На первых порах она еще не знала, что она красива. Артистическое воспитание, которое она получила, оказалось для нее благотворным.

К этому надо прибавить, что издатель сторожил Мари-Анну, как дуэнья, а это отнюдь не трудно понять. Он поручил следить за ней одной своей родственнице, женщине, не имеющей почти никаких средств и, следовательно, весьма заинтересованной в том, чтобы он остался ею доволен. Эта дама сопровождала Мари-Анну в Консерваторию и неукоснительно отводила ее прямо домой; оставшуюся часть дня, когда Мари-Анна занималась, она сидела и шила рядом с фортепьяно.

Но в первый же день, когда эту особу удержал дома жестокий приступ ревматизма, Мари-Анна встретилась с Иренеем де Тремеле.

Иреней, как мы уже сказали, был молод и богат; он решительно ничего не делал. Он вознамерился пробудить сердце Мари-Анны, и намерение его увенчалось успехом. Он применил способы, старые как мир: он писал, он говорил.

А между тем ревматизм упомянутой особы усилился.

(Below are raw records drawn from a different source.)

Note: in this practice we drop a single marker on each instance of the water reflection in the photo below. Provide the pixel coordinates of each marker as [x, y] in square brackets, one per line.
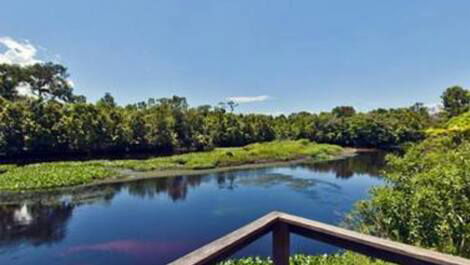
[42, 219]
[33, 224]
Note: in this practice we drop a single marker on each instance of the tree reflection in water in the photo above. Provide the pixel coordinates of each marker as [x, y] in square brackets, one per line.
[39, 219]
[34, 224]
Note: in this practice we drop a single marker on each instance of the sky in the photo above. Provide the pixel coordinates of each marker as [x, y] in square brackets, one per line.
[269, 56]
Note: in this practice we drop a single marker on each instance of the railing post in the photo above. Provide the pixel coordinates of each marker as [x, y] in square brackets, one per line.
[281, 244]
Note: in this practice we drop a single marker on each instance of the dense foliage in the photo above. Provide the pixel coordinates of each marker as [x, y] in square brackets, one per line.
[347, 258]
[427, 201]
[60, 174]
[52, 120]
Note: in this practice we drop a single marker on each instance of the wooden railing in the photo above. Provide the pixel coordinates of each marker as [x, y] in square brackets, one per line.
[281, 225]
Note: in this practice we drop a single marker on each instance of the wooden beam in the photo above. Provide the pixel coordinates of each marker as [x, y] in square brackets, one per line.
[282, 224]
[281, 244]
[225, 246]
[369, 245]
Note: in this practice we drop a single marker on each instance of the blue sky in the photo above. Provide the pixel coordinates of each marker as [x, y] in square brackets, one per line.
[278, 56]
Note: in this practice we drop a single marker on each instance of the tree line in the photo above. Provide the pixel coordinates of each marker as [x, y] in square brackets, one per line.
[51, 119]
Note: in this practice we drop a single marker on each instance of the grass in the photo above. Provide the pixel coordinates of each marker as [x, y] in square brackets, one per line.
[62, 174]
[347, 258]
[223, 157]
[51, 175]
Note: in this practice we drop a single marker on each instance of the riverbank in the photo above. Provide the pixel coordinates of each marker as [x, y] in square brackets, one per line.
[47, 176]
[347, 258]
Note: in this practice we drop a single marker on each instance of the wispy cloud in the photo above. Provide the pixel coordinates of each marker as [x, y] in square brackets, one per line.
[17, 52]
[242, 99]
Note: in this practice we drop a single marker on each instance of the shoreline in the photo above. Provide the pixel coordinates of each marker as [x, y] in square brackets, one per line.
[8, 197]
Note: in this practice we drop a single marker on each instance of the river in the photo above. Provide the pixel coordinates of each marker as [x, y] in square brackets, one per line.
[155, 221]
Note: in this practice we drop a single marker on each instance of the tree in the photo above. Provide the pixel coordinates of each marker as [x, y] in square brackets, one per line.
[49, 80]
[343, 111]
[11, 77]
[456, 100]
[107, 100]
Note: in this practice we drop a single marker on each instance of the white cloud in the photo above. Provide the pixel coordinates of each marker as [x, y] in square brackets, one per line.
[22, 53]
[242, 99]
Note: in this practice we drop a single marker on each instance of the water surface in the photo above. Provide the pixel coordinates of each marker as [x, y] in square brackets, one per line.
[157, 220]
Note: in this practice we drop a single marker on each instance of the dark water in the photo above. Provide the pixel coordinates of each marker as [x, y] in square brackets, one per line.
[156, 221]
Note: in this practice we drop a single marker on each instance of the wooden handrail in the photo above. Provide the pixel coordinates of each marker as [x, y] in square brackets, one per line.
[282, 224]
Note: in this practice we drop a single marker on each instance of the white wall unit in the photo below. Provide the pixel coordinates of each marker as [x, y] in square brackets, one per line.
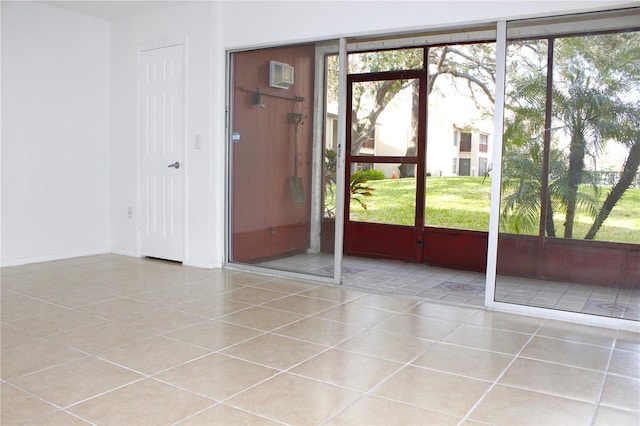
[55, 134]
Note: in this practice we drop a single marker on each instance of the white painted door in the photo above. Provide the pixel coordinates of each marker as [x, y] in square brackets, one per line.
[162, 122]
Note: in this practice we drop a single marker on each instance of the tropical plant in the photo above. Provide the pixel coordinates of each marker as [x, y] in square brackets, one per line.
[357, 187]
[588, 110]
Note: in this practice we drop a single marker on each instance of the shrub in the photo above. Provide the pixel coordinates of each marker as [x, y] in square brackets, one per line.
[372, 174]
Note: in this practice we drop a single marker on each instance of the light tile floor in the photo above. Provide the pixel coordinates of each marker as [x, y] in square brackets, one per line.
[122, 341]
[468, 288]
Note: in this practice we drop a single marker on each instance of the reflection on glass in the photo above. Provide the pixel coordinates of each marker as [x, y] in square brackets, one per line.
[460, 124]
[375, 198]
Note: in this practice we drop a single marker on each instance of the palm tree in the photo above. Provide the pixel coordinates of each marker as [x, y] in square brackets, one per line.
[587, 110]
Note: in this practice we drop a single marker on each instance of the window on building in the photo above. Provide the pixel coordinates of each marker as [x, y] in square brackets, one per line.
[482, 166]
[465, 142]
[484, 143]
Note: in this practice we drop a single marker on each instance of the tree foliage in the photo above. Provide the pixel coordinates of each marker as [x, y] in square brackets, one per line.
[594, 104]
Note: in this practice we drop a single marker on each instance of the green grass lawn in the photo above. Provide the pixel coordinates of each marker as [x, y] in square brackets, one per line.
[464, 202]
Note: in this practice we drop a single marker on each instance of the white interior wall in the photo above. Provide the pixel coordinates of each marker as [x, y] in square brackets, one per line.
[55, 134]
[191, 22]
[67, 184]
[259, 23]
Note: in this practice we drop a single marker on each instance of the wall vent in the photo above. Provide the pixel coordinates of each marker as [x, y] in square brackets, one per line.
[280, 75]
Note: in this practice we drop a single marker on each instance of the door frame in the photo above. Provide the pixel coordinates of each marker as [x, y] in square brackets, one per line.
[180, 41]
[397, 241]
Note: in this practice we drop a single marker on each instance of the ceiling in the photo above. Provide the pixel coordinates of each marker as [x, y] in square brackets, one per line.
[112, 10]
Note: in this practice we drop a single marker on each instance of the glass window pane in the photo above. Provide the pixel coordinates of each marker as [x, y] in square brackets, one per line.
[460, 120]
[382, 121]
[272, 185]
[376, 198]
[577, 183]
[386, 60]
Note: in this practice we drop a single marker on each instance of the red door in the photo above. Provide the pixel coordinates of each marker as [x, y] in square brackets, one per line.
[387, 113]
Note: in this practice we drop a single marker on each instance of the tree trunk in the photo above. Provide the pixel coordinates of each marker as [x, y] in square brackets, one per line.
[629, 172]
[549, 224]
[409, 170]
[574, 177]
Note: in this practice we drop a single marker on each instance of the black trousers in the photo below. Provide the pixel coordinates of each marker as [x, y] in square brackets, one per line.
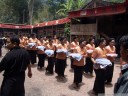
[99, 85]
[41, 61]
[89, 65]
[13, 86]
[32, 54]
[72, 66]
[78, 73]
[50, 65]
[60, 67]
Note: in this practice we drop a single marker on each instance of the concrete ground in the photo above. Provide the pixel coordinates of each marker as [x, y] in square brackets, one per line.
[47, 85]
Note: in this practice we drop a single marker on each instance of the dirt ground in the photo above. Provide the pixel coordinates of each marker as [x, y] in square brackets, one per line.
[48, 85]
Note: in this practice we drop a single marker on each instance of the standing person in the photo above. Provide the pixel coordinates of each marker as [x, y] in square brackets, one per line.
[32, 50]
[73, 45]
[22, 41]
[89, 63]
[121, 86]
[14, 65]
[1, 44]
[50, 66]
[41, 54]
[55, 43]
[99, 52]
[110, 49]
[78, 65]
[55, 40]
[61, 58]
[45, 40]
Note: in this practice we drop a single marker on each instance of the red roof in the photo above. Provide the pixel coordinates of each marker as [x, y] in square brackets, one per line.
[55, 22]
[12, 26]
[99, 11]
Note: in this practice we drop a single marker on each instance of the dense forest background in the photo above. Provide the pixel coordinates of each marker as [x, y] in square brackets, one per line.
[36, 11]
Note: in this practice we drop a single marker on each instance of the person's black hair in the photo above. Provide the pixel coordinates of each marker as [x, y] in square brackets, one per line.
[33, 34]
[81, 41]
[50, 39]
[75, 38]
[101, 40]
[15, 40]
[110, 39]
[62, 38]
[124, 41]
[90, 40]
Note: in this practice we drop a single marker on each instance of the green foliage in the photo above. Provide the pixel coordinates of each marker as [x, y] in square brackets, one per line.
[67, 31]
[24, 11]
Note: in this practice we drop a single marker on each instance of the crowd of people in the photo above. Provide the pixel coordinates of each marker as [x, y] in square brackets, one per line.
[85, 56]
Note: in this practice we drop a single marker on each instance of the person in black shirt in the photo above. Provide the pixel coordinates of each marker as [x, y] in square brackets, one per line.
[121, 86]
[14, 64]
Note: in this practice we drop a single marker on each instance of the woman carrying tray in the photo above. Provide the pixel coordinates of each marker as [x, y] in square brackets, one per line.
[40, 53]
[111, 54]
[79, 64]
[50, 46]
[89, 63]
[61, 58]
[100, 54]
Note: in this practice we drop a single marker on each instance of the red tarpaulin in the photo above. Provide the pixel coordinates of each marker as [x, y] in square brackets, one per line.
[99, 11]
[55, 22]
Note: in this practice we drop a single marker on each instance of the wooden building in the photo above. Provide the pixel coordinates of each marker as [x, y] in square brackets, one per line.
[100, 18]
[50, 28]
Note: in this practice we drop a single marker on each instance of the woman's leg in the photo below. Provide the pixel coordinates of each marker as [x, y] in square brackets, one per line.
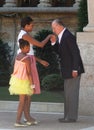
[20, 107]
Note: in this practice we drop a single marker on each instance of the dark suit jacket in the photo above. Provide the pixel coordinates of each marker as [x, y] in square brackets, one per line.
[69, 54]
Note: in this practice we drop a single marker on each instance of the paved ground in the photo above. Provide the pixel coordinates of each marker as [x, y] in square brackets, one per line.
[48, 121]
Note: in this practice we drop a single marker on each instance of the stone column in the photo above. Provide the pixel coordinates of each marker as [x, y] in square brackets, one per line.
[85, 41]
[45, 3]
[10, 3]
[76, 5]
[90, 26]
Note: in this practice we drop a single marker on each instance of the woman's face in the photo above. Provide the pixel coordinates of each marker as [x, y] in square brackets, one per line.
[29, 27]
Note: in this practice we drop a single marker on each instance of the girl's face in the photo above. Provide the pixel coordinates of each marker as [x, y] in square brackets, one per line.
[26, 49]
[29, 27]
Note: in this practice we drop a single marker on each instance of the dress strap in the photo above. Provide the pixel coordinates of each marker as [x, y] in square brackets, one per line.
[24, 58]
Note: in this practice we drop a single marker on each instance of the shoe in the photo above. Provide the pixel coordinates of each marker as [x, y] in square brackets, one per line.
[62, 120]
[20, 125]
[32, 122]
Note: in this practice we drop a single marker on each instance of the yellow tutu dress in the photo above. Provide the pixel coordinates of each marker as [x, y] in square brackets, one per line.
[19, 82]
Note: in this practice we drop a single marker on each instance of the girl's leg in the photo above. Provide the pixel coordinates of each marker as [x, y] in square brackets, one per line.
[27, 109]
[20, 107]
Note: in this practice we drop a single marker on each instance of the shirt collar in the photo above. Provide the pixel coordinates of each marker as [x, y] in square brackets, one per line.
[61, 34]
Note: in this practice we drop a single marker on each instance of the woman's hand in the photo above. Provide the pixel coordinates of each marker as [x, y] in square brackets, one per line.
[44, 63]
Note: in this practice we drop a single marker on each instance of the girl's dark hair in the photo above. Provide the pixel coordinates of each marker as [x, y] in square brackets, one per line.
[26, 20]
[23, 43]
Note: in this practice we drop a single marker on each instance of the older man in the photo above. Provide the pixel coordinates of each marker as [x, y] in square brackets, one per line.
[71, 68]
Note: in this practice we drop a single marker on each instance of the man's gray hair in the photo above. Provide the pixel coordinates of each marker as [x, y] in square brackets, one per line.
[58, 21]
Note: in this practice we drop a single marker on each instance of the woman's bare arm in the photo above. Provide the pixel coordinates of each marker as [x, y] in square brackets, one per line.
[34, 42]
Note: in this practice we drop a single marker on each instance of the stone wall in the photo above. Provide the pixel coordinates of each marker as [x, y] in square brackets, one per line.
[10, 24]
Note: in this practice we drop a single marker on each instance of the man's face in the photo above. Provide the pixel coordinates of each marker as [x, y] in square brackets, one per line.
[56, 28]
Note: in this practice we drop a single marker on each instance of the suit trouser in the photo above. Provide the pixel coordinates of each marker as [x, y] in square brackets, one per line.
[71, 97]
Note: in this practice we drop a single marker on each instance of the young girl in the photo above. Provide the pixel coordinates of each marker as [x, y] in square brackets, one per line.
[21, 83]
[26, 28]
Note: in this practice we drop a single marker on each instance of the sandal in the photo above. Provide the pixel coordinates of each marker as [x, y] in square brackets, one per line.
[32, 122]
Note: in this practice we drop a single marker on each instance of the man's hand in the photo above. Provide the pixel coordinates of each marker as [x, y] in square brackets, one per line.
[53, 38]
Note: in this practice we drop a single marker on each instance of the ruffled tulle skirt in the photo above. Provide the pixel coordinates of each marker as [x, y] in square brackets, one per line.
[18, 86]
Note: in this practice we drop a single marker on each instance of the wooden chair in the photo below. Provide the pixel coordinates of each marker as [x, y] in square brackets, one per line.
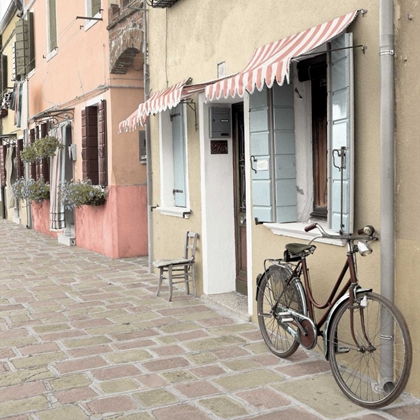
[181, 268]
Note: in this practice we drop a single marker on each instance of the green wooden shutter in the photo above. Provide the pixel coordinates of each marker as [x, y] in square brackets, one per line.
[273, 154]
[21, 48]
[52, 22]
[90, 144]
[342, 133]
[179, 158]
[102, 153]
[284, 152]
[31, 42]
[260, 139]
[96, 6]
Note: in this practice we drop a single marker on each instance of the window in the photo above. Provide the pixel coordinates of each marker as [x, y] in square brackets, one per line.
[301, 165]
[93, 9]
[24, 47]
[52, 26]
[174, 158]
[94, 152]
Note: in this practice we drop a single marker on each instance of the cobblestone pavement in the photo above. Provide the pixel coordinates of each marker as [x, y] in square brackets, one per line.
[83, 336]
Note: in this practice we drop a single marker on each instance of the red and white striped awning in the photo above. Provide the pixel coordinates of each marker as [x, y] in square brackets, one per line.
[272, 62]
[161, 101]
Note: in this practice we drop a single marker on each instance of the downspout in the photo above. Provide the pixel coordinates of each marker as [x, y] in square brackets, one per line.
[148, 146]
[387, 126]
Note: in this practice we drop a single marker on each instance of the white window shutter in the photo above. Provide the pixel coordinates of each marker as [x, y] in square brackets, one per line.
[259, 122]
[179, 159]
[285, 153]
[342, 135]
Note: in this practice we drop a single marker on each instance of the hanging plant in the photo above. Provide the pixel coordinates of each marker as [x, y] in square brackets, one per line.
[31, 190]
[41, 148]
[80, 193]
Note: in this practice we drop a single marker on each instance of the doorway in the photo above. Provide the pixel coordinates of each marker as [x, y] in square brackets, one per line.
[239, 188]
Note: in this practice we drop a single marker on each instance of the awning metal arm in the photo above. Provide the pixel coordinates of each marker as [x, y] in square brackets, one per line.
[363, 48]
[191, 104]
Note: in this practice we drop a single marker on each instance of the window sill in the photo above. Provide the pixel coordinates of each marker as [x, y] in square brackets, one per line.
[183, 212]
[296, 230]
[52, 54]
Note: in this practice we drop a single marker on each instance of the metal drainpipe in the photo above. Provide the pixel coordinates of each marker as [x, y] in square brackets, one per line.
[386, 52]
[387, 125]
[148, 146]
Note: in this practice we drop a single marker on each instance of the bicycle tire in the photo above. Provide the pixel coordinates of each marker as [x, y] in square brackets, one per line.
[271, 288]
[373, 374]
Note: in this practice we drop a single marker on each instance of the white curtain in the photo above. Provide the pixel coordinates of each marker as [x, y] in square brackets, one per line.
[57, 175]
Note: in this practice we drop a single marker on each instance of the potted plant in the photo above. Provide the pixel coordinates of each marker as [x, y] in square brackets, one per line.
[41, 148]
[31, 190]
[75, 194]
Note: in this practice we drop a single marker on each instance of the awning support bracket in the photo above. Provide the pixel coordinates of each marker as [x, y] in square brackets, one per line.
[361, 46]
[192, 105]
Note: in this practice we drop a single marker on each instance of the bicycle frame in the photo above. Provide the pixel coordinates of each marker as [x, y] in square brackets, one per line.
[348, 291]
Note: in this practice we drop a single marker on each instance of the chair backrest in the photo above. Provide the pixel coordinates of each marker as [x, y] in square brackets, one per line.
[190, 245]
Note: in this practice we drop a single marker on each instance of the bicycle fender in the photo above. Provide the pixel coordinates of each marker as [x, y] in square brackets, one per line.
[326, 331]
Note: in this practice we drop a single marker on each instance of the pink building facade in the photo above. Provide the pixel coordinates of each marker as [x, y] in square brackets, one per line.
[84, 72]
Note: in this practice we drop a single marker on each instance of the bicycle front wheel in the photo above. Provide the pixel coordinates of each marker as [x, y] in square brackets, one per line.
[370, 362]
[272, 290]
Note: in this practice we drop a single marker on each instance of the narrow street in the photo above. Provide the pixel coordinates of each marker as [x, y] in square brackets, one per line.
[83, 336]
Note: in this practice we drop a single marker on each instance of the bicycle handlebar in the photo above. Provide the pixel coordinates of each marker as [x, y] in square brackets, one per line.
[366, 233]
[310, 227]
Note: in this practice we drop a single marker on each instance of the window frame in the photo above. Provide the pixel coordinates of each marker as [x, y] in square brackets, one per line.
[89, 13]
[304, 144]
[168, 206]
[52, 44]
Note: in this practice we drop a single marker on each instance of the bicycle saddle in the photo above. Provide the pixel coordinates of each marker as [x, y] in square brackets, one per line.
[299, 250]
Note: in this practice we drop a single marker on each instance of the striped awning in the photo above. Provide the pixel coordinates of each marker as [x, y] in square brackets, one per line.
[161, 101]
[272, 62]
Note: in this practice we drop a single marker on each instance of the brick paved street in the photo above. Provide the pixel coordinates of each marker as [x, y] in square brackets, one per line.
[83, 336]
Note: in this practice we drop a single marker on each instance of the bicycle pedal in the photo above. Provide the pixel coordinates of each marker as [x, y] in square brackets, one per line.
[342, 349]
[285, 317]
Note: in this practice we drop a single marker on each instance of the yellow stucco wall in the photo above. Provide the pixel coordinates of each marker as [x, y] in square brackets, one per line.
[200, 37]
[78, 76]
[407, 173]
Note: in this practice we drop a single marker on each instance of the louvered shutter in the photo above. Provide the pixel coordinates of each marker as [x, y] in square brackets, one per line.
[21, 48]
[179, 161]
[4, 72]
[102, 151]
[90, 144]
[44, 163]
[260, 138]
[32, 165]
[52, 22]
[19, 163]
[3, 165]
[342, 133]
[284, 153]
[96, 6]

Сперва Иреней подумывал всего-навсего об интрижке, но мало-помалу душевная чистота Мари-Анны, ее расцветающий ум, ее исключительная одаренность так подействовали на его воображение, что его прихоть вскоре превратилась в настоящую страсть.

Мари-Анна же любила Иренея так, как любят в первый раз в жизни,– она любила робко и проявляла больше интереса, нежели пылкости.

Их отношения были чистыми.

В семнадцать лет Мари-Анна, доселе выступавшая только на концертах, где имела значительный успех, впервые надела туалет примадонны и появилась в Итальянской опере. Как выразился один газетчик, «там был весь Париж», и одному Богу известно, сколь много сделал «весь Париж», чтобы голова ее закружилась! При виде черных фраков и белоснежных платьев, обнаженных плеч, сверкавших бриллиантами, волос, усеянных блестками, голых рук, лежавших на бархате лож, в этой тишине и в этом сиянии, под магией лорнетов, толстые стекла которых походили на жерла пушек, девочка с улицы Фур-Сент-Оноре внезапно почувствовала, как отчаянно забилось у нее сердце; кровь прихлынула к нарумяненным щекам, а глаза на несколько секунд закрылись. Но страшное усилие воли победило. Проклиная самое себя, Мари-Анна походкой статуи шагнула к рампе и, сделав глазами знак дирижеру, чья палочка пребывала в бездействии, начала свою первую арию с таким воодушевлением, что самые пресыщенные из завсегдатаев оперы не усидели в своих креслах.

Гром аплодисментов обрушился на нее, когда она еще не взяла последнюю ноту.

Были цветы, брошенные к ее ногам, были крики восторга, были разговоры в фойе – словом, налицо был весь ассортимент, без которого в Париже не обходился ни один триумф.

Войдя после первого акта в свою уборную, Мари-Анна упала в кресло и прошептала:

– Я еще не умерла?

Она сидела так, безмолвная, недвижимая, окутанная облаком зарождающейся славы, как вдруг чей-то вздох вывел ее из экстаза.

Это был Иреней де Тремеле.

Она забыла о нем.

На афишах Мари-Анна превратилась в Марианну: это также была одна из «идей» издателя. Она не возражала: он был в своем праве. Не возражала она и против заключения контракта с Лондонской оперой; с точки зрения издателя, для нее было вполне достаточно того, что она получила признание публики, самой взыскательной во всей Европе. А кроме того, он хотел уберечь ее от всякого рода опьянений, которые неизбежно следуют за успехом на сцене.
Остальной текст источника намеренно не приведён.